I l sei aprile del millenovecentotrentasei era stato mobilitato col 115° Fanteria motorizzato, destinazione Cirenaica. Era rientrato ai primi d’agosto di quello stesso anno. Allora aveva rappresentato al Ministero che, cessato lo speciale servizio, voleva tornare fra i bersaglieri, che avevano sempre costituito la sua ambita predilezione. Così, era stato riassegnato al 2° Reggimento Bersaglieri.

Nel trentanove era partito col corpo di spedizione O.M.T. per far ritorno a novembre, dopo l’occupazione dell’Albania.

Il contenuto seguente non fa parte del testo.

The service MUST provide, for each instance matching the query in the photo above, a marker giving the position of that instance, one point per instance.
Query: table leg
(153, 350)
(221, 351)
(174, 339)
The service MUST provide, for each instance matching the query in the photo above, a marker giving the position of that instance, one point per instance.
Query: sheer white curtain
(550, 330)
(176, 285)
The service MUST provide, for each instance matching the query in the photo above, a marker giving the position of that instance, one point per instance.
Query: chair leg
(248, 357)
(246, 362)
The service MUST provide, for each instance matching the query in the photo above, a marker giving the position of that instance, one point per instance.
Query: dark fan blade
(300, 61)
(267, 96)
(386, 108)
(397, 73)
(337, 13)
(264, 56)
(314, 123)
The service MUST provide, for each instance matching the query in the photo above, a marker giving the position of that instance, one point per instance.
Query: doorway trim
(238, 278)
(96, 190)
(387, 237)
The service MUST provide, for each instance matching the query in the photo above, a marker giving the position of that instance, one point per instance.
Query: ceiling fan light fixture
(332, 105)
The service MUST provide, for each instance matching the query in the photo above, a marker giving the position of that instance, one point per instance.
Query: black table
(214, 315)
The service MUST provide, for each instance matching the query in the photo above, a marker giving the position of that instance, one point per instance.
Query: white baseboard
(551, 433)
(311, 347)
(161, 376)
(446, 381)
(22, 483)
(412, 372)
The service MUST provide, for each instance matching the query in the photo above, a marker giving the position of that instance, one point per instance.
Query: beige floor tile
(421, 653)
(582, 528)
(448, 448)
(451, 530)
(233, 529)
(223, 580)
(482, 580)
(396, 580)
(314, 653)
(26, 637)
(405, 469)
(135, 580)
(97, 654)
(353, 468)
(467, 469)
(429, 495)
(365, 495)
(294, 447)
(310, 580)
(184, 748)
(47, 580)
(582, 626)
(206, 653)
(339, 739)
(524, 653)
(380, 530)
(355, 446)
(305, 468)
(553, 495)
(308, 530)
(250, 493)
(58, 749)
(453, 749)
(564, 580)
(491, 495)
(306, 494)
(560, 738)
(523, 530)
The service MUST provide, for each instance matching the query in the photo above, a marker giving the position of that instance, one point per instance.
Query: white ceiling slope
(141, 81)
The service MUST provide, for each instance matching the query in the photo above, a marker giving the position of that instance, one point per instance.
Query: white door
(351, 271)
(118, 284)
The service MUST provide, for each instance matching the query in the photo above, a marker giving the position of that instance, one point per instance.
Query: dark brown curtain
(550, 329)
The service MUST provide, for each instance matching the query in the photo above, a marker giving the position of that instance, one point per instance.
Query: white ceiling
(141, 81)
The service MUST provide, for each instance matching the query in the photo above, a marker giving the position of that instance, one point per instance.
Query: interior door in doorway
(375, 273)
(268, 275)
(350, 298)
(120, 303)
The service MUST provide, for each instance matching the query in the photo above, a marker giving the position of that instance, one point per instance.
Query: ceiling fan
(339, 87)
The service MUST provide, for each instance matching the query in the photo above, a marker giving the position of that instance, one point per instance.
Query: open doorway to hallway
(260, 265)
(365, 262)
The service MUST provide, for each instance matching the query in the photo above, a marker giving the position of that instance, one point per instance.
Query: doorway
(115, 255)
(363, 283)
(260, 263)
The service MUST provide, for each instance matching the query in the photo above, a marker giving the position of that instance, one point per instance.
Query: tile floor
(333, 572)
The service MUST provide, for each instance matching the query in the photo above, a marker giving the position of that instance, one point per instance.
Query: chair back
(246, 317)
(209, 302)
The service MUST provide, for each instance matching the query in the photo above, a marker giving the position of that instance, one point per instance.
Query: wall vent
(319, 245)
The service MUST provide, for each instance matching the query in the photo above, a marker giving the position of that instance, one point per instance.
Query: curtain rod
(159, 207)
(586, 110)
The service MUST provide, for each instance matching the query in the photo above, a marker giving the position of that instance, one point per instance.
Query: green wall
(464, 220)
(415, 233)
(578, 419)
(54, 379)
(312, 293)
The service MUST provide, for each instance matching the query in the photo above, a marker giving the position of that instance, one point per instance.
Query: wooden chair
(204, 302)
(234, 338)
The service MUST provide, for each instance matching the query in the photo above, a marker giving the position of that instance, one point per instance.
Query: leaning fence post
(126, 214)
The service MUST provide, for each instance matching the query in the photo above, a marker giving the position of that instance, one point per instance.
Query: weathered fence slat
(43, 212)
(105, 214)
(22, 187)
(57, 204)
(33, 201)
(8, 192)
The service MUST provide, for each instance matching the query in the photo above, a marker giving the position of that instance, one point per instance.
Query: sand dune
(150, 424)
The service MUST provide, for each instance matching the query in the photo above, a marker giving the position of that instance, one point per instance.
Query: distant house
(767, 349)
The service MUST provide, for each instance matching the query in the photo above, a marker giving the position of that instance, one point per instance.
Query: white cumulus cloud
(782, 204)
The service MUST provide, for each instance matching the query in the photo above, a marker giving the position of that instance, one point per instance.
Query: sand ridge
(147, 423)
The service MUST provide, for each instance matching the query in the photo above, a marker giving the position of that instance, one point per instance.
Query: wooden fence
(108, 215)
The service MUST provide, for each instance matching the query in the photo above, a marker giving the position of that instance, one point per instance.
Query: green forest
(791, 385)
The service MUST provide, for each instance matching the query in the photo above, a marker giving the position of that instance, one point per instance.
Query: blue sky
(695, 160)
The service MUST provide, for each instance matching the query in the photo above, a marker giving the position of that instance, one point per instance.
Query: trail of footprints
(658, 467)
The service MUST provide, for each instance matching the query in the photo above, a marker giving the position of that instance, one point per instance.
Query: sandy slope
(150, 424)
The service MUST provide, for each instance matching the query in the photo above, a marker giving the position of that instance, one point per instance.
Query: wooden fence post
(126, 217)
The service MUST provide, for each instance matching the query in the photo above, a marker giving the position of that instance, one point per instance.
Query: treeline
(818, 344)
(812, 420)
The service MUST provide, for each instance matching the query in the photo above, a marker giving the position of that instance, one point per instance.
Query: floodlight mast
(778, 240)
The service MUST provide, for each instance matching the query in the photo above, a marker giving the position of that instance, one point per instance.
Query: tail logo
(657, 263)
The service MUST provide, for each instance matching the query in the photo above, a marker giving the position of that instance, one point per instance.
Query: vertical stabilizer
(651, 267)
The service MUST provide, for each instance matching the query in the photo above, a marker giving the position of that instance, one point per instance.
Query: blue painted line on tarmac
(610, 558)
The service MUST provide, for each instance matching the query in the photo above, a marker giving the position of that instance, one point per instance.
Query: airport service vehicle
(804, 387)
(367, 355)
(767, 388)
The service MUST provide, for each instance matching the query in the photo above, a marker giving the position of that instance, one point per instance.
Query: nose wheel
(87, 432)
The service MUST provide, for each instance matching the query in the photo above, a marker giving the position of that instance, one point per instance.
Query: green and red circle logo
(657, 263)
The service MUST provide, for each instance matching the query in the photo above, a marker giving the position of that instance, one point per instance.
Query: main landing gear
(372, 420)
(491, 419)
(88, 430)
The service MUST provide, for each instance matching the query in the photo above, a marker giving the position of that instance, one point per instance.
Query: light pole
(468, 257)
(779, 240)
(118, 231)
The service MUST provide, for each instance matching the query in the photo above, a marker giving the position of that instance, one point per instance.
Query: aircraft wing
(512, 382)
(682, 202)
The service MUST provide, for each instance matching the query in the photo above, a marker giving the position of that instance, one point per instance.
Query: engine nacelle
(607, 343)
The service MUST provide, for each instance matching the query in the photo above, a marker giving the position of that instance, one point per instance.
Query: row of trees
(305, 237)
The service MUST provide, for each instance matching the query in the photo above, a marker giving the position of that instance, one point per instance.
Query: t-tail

Nel frattempo, il ventuno giugno, era stato promosso capitano ed assegnato al 10° Reggimento Bersaglieri di Palermo.

Si era, però, rivolto di nuovo al Ministero, esprimendo il desiderio di non abbandonare il servizio mobilitato e di restare al 2° Reggimento. Era stato accontentato ed apprezzato per il suo attaccamento alla Patria in armi ed al Reggimento.

Così, la notizia della morte di sua madre lo aveva raggiunto ad Elsane, il trenta agosto del 194O. Partendo, aveva perfino trovato la forza di dire all’ufficiale che doveva sostituirlo:

“Non punire i bersaglieri.”

Lo spirito di corpo forse gli veniva dall’istinto di sopravvivenza. Lo praticava per sentirsi una presenza reale, cioè un tizio venuto al mondo per far qualcosa. L’arma dei bersaglieri aveva il merito di dargli un preciso e definito concetto della vita, un sistema di valori coerente in tutte le sue parti. Era nata prima di lui e sarebbe sopravissuta a lui. Quando la pallottola destinata a fermare il suo corpo lo avrebbe colto su quel picco calvo, egli sarebbe sopravvissuto nell’arma, come probabilmente pensava, scrivendo:

Non dovrò aspettare troppo. Ieri sera, alle diciassette e trenta, il nostro caposaldo a stento è riuscito a respingere l’urto del nemico con un deciso fuoco di sbarramento. Dall’alba di oggi i greci hanno attaccato più volte. I loro tentativi sono stati stroncati dal fuoco e dai contrassalti dei bersaglieri. Alle tredici, però, gli attacchi sono diventati più violenti. Allora il comandante del reggimento si è messo in contatto telefonico con me, dando l’ordine di tenere la posizione, ad o-gni co-sto!

Io ed i miei uomini facciamo appello al coraggio della disperazione per continuare a lottare. Durante il pomeriggio ho spedito continui rapporti, chiedendo che almeno mandassero acqua e munizioni. Invece, è arrivato un ordine:Compagnia Monaco resti sul posto senza ripiegare fino a distruzione. Rinforzarla se occorre con elementi disponibili di Keravason.

Ed ancora, alle sedici e trenta: Compagnia Monaco non abbandoni per nessuna ragione quota 1129 alt.

A quel punto, ho pensato che fosse giunto il momento di inviare l’unica risposta per me possibile: Va bene.

Adesso sono quasi le diciassette e trenta e dovremmo essere all’epilogo. In questo momento mi piace pensare che anche una mia eventuale vita in borghese, prima o poi, sarebbe finita, magari sotto i fendenti di un cancro anonimo e traditore. Forse, sarei morto giovane in ogni caso. E’ inutile, perciò, angustiarsi per l’età in cui si muore. Meglio concentrarsi sul modo in cui si vive.

Accanto a me c’è il bersagliere Morelli.

Scommetto che quando finiremo di sparare il suo corpo giacerà fianco a fianco al mio.